Who benefits from the EU “family’s” approach to trade here? Well, big market players who can deal with these complexities and who keep small innovators from playing. Where are the composite agrigoods from Africa and Asia; home of maize and rice, herbs and exotic spices with many street markets piled with sweets and cookies? Locked out, while Nabisco sells us mass-produced Oreo’s from Pennsylvania or builds a new factory in Sheffield, processing subsidised EU wheat and sugar beet.
Then consider that the small innovator might be in the Sudan, Uganda of Nigeria; the guy who finds a new way of blending mealy meal with glucose and milk protein and then finds he cannot sell it beyond his village because some well-paid Eurocrat has defined and designed what he can do. What does he, and the workers he might employ, do? They too give up and head for a rubber boat to cross the Mediterranean.
This is where the economic lessons of free trade are being ignored by Scottish politicians who live in a world where political horse-trading is the norm. Exports are of course good and give us money to spend. But imports always give us new knowledge; and for every pound we pay for imports there is a pound out there in the world that will want to come back and buy our exports. Both flows matter.

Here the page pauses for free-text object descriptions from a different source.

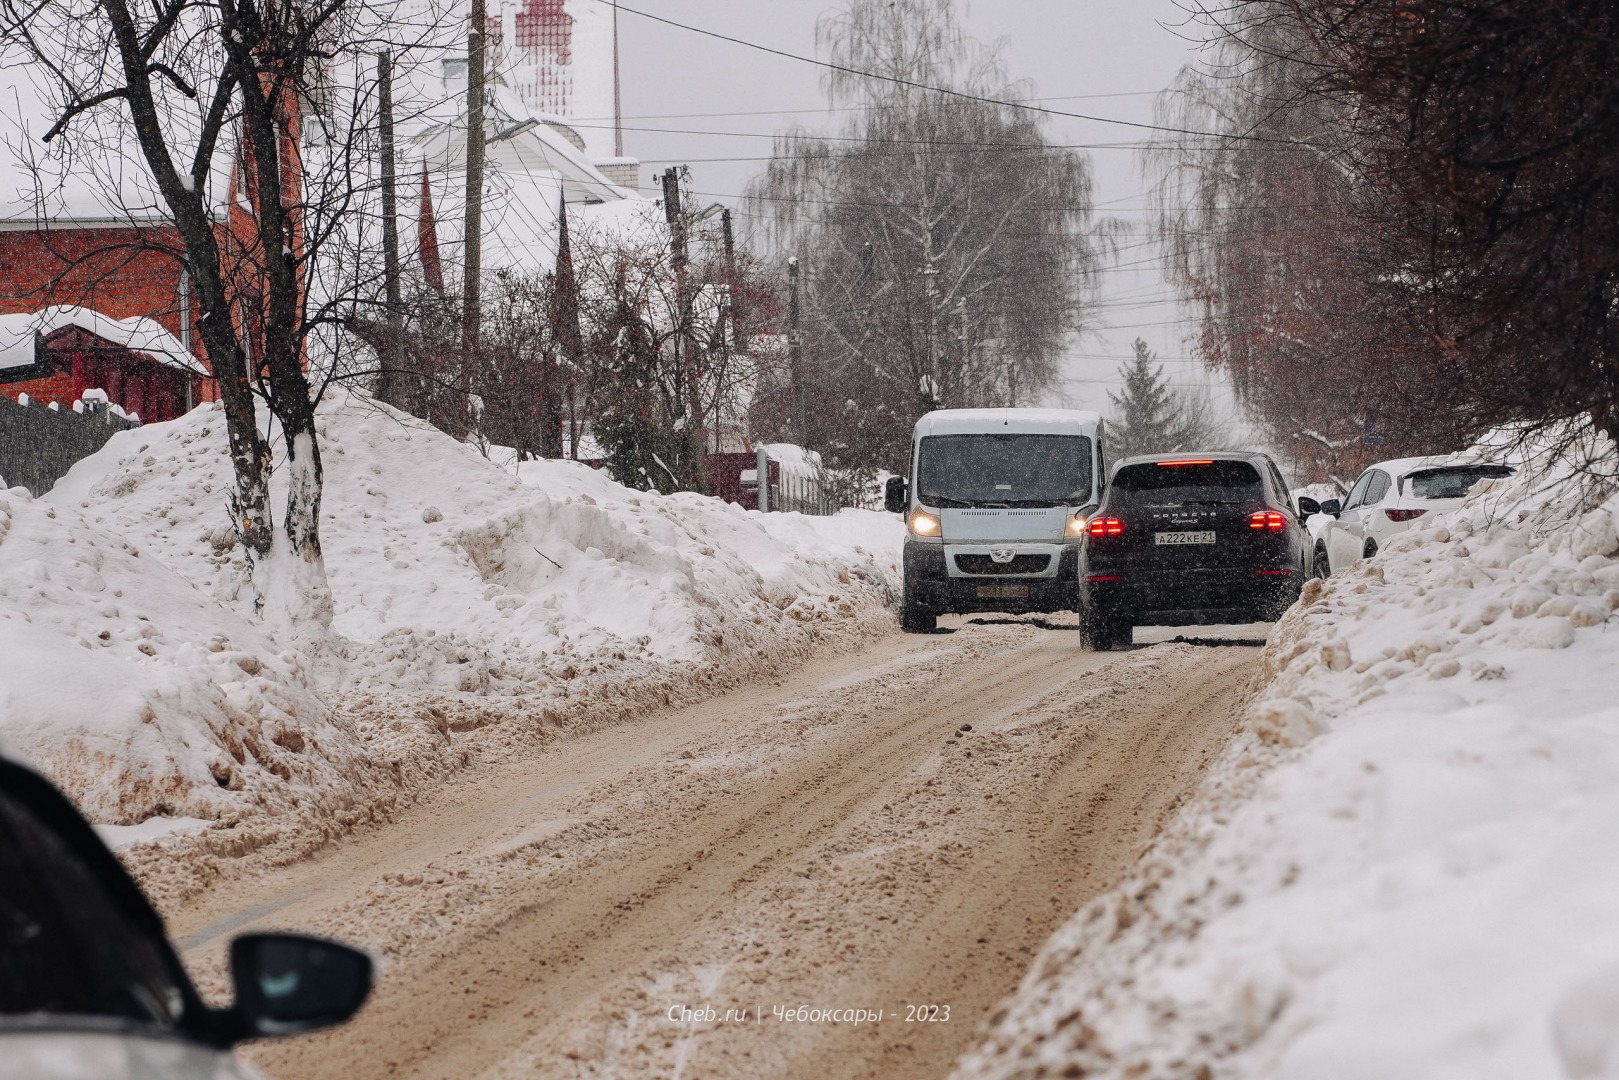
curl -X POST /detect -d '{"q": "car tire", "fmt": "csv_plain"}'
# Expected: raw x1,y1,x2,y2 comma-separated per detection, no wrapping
900,604,936,633
1363,538,1379,559
1311,543,1332,580
1082,605,1128,650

EU protectionism makes us poorer. Europe is literally locking itself away from the world through its approach to free trade and the trend in the figures confirms this.
We are departing on an adventure of unknown complexity where interests and incentives will clash, adjust, and sway back and forth. The volume of media chatter and political noise around Brexit will be high, but do not expect much enlightenment. In Scotland particularly, insight will be thin, the hunger for subsidy colours every mind.